Behavioral Flexibility – The ability to be flexible enough in your behavior so as to communicate with someone in a way that is meaningful and influential to them. Sort of like an undercover cop pretending to be a criminal so that other criminals will trust him/her. It is often used when you want someone to behave differently. By being flexible and sometimes uncharacteristic in your behavior, you can “get through” to some people you wouldn’t normally be able to get through to.
Example – Bill was acting so irrational the other day, I thought he was going to start crying.
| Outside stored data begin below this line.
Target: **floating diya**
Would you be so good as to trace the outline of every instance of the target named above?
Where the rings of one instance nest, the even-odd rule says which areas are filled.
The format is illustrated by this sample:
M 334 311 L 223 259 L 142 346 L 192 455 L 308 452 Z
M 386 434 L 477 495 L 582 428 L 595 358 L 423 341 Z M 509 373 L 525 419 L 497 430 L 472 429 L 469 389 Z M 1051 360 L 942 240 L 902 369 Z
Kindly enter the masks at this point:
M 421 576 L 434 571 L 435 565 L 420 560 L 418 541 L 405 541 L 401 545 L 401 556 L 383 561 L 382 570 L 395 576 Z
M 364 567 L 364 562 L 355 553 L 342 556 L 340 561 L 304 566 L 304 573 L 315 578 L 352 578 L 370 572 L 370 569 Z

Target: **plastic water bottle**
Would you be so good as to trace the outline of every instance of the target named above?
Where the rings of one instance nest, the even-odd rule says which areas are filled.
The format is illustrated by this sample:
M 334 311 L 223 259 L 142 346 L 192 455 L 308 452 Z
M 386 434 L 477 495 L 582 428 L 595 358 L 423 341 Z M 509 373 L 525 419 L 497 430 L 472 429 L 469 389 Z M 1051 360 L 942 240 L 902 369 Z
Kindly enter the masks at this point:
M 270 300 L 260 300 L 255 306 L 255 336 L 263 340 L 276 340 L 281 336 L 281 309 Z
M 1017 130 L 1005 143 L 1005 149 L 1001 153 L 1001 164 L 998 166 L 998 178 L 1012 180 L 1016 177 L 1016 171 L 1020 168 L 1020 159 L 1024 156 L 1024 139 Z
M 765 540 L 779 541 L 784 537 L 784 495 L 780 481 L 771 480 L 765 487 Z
It was nice to see that Susan had the behavioral flexibility to pretend she was going to quit because of what Bill was upset about. This calmed him down and made him realize that his behavior might have been a bit over the top.
Emotional Trigger – A strong emotional reaction to a stimulus, usually stemming from repressed emotions (typically negative).
Example: When I was young, my stepfather would get drunk and yell at me. Now when I’m around people that drink, I get emotionally triggered and just want to leave the situation.
Fight or Flight Response – When fear becomes so prevalent, you behave as if you are in danger. You either stay and face the danger (fight), or run to avoid the danger (flight). This does not always mean actual fighting or running away, but the feeling of wanting to do so is dominant.
“Freeze” can happen too. I have a friend that told me she froze when she was about to get struck by a car. She couldn’t move, even know the car was heading straight for her. It was as if her brain stopped processing for that moment.
Example: When my boss yelled at me, my fight or flight response kicked in. I know I wasn’t in real danger, but I felt like hiding under my desk!
Homestasis – In the body, when internal conditions are relatively stable. When I talk about the homestatic state, I refer to when the body is not affected by negative emotions, or in any sort of excited or triggered state. It’s the equivalent of rest with no worry. Being in the present moment can do this too.
Example: After a breakthrough, the emotions wane and the body calms to a more homeostatic state.
Intrinsic – Belonging naturally; Essential. I use “intrinsic” typically to denote something with which we are born.
Example: We are born able to experience happiness; therefore, happiness is intrinsic.
Primal behavior – Our intrinsic responses to stimuli. Fear of loud noises or falling, for example. Primal behavior is very unconscious, and something we are born with. It is not learned, it is part of our wiring.
Example: He was so angry, he behaved uncharacteristically mean spirited. The behavior was very primal, as if he was responding from a deep-rooted fear.
Rapport – A mutual trust and comfort between people. Rapport can develop when you like someone else even when you don’t know why you like them.
Example: When I met her at the airport, we developed an immediate rapport. It felt like we knew each other for years.
Trigger – An emotional reaction to something, typically negative.
Example: When he let the garbage overflow onto the floor, I got triggered because it was like he didn’t care about me at all.